FAMILLES RECOMPOSÉES : QUEL STATUT POUR LE BEAU-PARENT ?
Près de la moitié des personnes ayant connu plusieurs unions (mariées ou non) ont eu un enfant au sein d’une relation précédente. Ce chiffre en augmentation constante amène la question du lien entre beau-parent et enfant(s) du conjoint. La situation concerne plus d’un enfant sur dix en France : 1,5 million d’enfants vivent en famille recomposée. La figure de la marâtre n’a beau appartenir qu’aux contes, le beau-parent se trouve encore « hors du droit » en France, malgré son rôle dans l’éducation au quotidien et son possible souhait de transmission successorale à cet enfant.
Plusieurs rapports et propositions de lois avaient prévu d’instituer un statut pour le beau-parent. Les réactions ont été toutefois vives à l’encontre d’une telle idée. On a craint notamment que ne soit diminué le rôle du père ou de la mère biologique. Accorder une place au beau-parent reviendrait à effacer celui des parents qui ne vit pas avec l’enfant. S’il n’est plus question aujourd’hui de créer un statut uniforme pour le beau-parent, l’idée est davantage d’offrir de nouveaux outils permettant au beau-parent d’intervenir dans l’éducation de l’enfant, ou à tout le moins de rénover les outils existants qui se révèlent soit insuffisants, soit inadaptés. On pense ici à l’adoption de l’enfant du conjoint qui mérite d’être repensée, une adoption simple dans la plupart des cas.
Elle crée un lien de filiation entre l’adoptant et l’adopté, mais ne rompt pas celui entre l’adopté et sa famille d’origine contrairement à l’adoption plénière.
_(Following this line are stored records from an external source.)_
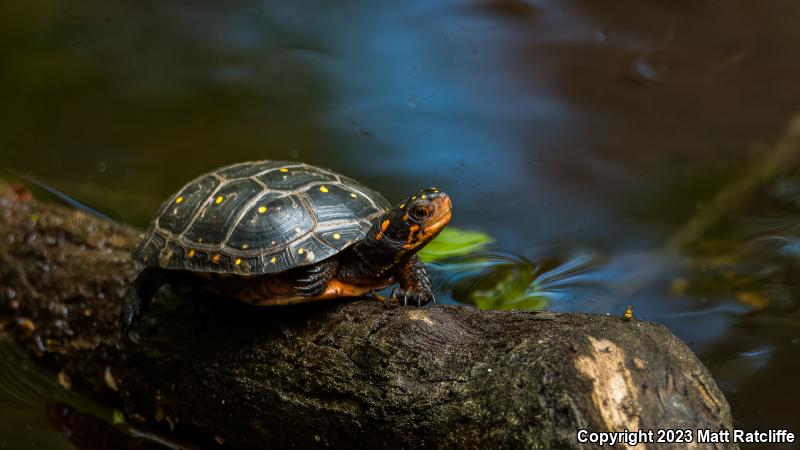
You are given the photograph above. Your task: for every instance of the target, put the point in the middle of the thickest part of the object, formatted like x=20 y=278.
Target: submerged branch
x=783 y=157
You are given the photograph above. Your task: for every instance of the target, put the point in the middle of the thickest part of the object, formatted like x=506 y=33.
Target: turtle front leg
x=315 y=278
x=137 y=298
x=415 y=284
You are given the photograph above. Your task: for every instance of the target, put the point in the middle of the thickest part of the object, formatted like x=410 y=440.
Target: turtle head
x=413 y=223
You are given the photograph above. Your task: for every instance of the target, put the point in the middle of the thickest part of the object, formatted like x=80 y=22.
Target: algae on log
x=338 y=374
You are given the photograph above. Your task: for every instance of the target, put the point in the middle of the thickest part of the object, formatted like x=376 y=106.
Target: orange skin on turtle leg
x=334 y=289
x=280 y=290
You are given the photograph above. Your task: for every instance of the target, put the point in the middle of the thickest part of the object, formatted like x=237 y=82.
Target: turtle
x=280 y=232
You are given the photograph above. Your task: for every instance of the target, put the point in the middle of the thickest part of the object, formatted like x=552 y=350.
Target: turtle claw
x=406 y=297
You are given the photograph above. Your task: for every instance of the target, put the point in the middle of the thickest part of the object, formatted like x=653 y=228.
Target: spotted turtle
x=278 y=232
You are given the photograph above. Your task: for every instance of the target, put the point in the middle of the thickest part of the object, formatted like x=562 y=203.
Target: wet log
x=335 y=374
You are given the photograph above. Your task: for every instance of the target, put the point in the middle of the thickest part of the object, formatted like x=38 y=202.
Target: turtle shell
x=259 y=217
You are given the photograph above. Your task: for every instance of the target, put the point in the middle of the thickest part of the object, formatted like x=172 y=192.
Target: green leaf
x=454 y=242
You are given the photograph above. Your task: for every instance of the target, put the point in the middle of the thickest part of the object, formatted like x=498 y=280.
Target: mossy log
x=333 y=374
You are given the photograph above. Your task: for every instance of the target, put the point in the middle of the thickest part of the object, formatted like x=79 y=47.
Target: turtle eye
x=420 y=212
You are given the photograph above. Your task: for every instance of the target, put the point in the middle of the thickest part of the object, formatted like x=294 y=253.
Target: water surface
x=580 y=136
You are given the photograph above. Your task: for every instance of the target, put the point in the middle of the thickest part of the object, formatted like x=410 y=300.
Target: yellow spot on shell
x=111 y=382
L’adopté a donc deux liens de filiation et deux familles.
L’adoption simple est trop souvent utilisée dans une logique de transmission successorale alors que ce n’est pas son objet premier. Une réforme récente a aligné le traitement fiscal de l’« adopté simple » sur celui des autres enfants, biologiques ou pleinement adoptés en matière de droits de donation et de succession. Également, les règles de dévolution du nom de famille en cas d’adoption simple posent question, tout comme les règles successorales. La question de la place du beau-parent est aussi l’occasion de s’intéresser à la délégation partage de l’autorité parentale.
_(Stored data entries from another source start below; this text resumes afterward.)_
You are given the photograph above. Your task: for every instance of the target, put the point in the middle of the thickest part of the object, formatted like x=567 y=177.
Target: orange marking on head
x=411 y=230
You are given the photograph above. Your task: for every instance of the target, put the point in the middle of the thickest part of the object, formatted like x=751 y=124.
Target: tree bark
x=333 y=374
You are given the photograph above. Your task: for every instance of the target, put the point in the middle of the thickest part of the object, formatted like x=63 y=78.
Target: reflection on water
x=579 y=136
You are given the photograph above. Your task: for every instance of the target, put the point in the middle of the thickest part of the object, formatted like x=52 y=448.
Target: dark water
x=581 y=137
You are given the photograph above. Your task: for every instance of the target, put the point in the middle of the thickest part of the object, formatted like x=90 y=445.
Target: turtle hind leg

Elle permet aux parents d’accorder, sans la perdre, leur autorité parentale à un tiers, souvent le beau-père ou la belle-mère dans les familles recomposées. Elle est en général partielle et vise des actes de la vie courante, comme emmener l’enfant chez le médecin ou aller le chercher seul à l’école.
Concrètement, les parents peuvent demander la délégation de leur autorité parentale si ce transfert d’autorité est indispensable à l’intérêt de l’enfant et si les circonstances l’exigent. Ils doivent saisir le juge aux affaires familiales (JAF), qui les convoque avec le tiers destiné à recevoir la délégation (souvent le beau-parent). Le JAF et le procureur de la République rendent ensuite leur avis, autorisant ou non la délégation-partage de l’autorité parentale. Une piste moins lourde à mettre en œuvre serait le mandat d’éducation quotidienne : s’il était créé par le législateur, il pourrait être reçu par le notaire et contenir une liste d’actes usuels de l’autorité parentale que le beau-parent pourrait réaliser de façon plus générale.
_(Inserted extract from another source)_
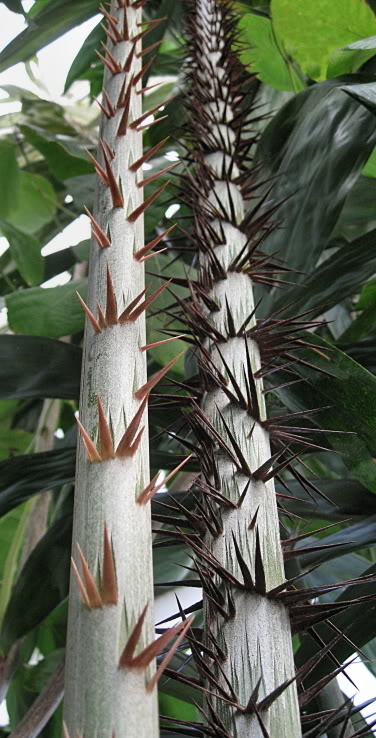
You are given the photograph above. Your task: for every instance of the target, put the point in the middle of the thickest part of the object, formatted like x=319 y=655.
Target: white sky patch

Pour aller plus loin : Les actes usuels de la vie courante ne sont pas toujours faciles à définir.
Des exemples sont donnés par le rapport Filiation, origines, parentalité : « La plupart du temps, sont considérés comme usuels : la réinscription dans un établissement scolaire, l’inscription à la cantine, les justifications d’absences, les inscriptions à l’aide aux devoirs ou aux ateliers du soir, la présence aux réunions parents-professeurs à l’école, l’accompagnement des sorties d’école, les récupérations à l’école, les soins courants ou habituels (soins dentaires de contrôle ou de routine, vaccinations obligatoires, visite médicale…), la récupération chez le médecin ou même à l’hôpital en cas d’hospitalisation urgente ou non. En revanche, tout changement d’établissement scolaire, choix d’option à l’école, décision d’intervention chirurgicale (sauf celles totalement bénignes), choix d’une éducation religieuse et de ses modalités sont à porter au nombre des actes graves nécessitant le consentement des deux parents titulaires de l’autorité parentale ».